From our bedroom now, looking in through the bathroom door. The sliding door is not yet attached for this one, but it’s very easily done and all ready to go, so no problems there. You can also see in the top middle section of the picture the corner edge of the hatch which leads up to the roof. We climb up the bunk bed ladder to get up there. The dream is too put a deck up there…but first things first!
A confusing photo, perhaps, but this is me standing in our bathroom, reflected in our mirror wall. The room is white with a mirror wall on one side (the toilet and sink side) and a red wall on the other (shower) side. Planning on a composting toilet which is currently half built, but not installed.
We have sunk the shower floor down to give us some extra head space and also to allow for a bit of a bathing area for the kids. This is an earlier photo:
Looking from the bathroom into the corridor:
You can see here the Aluminum angle which separates the wall and ceiling. This runs on both sides along the length of the front of the bus (and is also in the main bedroom) and will have LED strip lighting as uplights and downlights, these will be dimmable.
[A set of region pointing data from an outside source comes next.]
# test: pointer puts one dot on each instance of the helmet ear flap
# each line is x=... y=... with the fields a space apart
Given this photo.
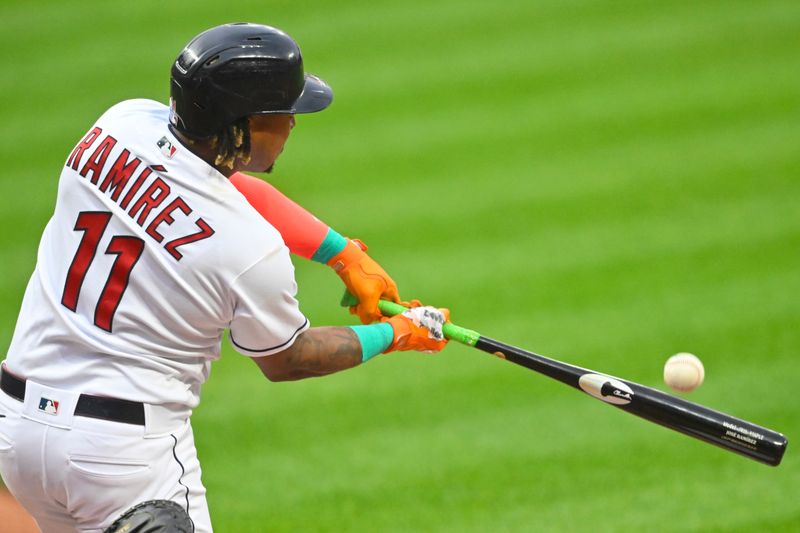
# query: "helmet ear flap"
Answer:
x=237 y=70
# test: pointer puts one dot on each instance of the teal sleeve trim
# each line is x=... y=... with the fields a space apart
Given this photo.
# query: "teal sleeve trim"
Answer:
x=332 y=244
x=374 y=339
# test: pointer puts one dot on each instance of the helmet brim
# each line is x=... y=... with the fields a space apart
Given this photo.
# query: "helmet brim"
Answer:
x=316 y=96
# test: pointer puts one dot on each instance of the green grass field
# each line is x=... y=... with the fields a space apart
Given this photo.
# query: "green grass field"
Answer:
x=607 y=183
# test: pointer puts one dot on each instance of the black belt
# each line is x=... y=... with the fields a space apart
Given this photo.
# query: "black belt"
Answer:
x=112 y=409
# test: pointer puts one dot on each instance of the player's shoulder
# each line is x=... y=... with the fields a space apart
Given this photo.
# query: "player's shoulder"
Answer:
x=135 y=115
x=136 y=106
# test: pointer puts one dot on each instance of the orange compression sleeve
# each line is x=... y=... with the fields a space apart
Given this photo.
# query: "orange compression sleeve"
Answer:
x=302 y=232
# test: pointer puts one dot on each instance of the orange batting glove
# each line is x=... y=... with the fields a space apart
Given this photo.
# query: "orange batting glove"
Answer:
x=365 y=279
x=420 y=329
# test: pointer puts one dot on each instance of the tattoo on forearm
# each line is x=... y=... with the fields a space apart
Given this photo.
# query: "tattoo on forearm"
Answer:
x=321 y=351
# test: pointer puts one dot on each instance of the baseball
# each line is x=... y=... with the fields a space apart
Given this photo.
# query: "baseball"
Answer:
x=683 y=372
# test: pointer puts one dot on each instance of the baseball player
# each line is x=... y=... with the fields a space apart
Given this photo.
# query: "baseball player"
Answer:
x=158 y=244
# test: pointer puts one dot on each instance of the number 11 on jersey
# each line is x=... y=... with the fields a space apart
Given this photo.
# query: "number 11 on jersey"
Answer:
x=128 y=249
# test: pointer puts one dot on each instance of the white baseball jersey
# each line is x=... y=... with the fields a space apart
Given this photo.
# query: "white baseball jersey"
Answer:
x=150 y=255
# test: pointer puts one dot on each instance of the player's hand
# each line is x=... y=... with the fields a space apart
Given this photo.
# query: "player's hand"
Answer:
x=419 y=328
x=365 y=279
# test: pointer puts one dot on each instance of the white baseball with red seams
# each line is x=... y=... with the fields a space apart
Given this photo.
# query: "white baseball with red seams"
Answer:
x=684 y=372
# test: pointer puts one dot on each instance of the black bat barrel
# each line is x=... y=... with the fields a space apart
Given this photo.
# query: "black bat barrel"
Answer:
x=675 y=413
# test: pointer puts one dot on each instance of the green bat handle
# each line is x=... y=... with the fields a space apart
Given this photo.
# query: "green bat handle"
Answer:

Our most recent achievement (and when I say ‘our’ I mean Henry with a little bit of help from me…he is the real brains and brawn behind this. I often just feel like a cheerleader…but apparently I am absolutely crucial in that role! So he says. :)…anyhoo. Solar power. Solar power has long been a dream of ours as environmentally conscious human beings and so installing this on our bus has been a great feeling…now just to get on the thing and use it!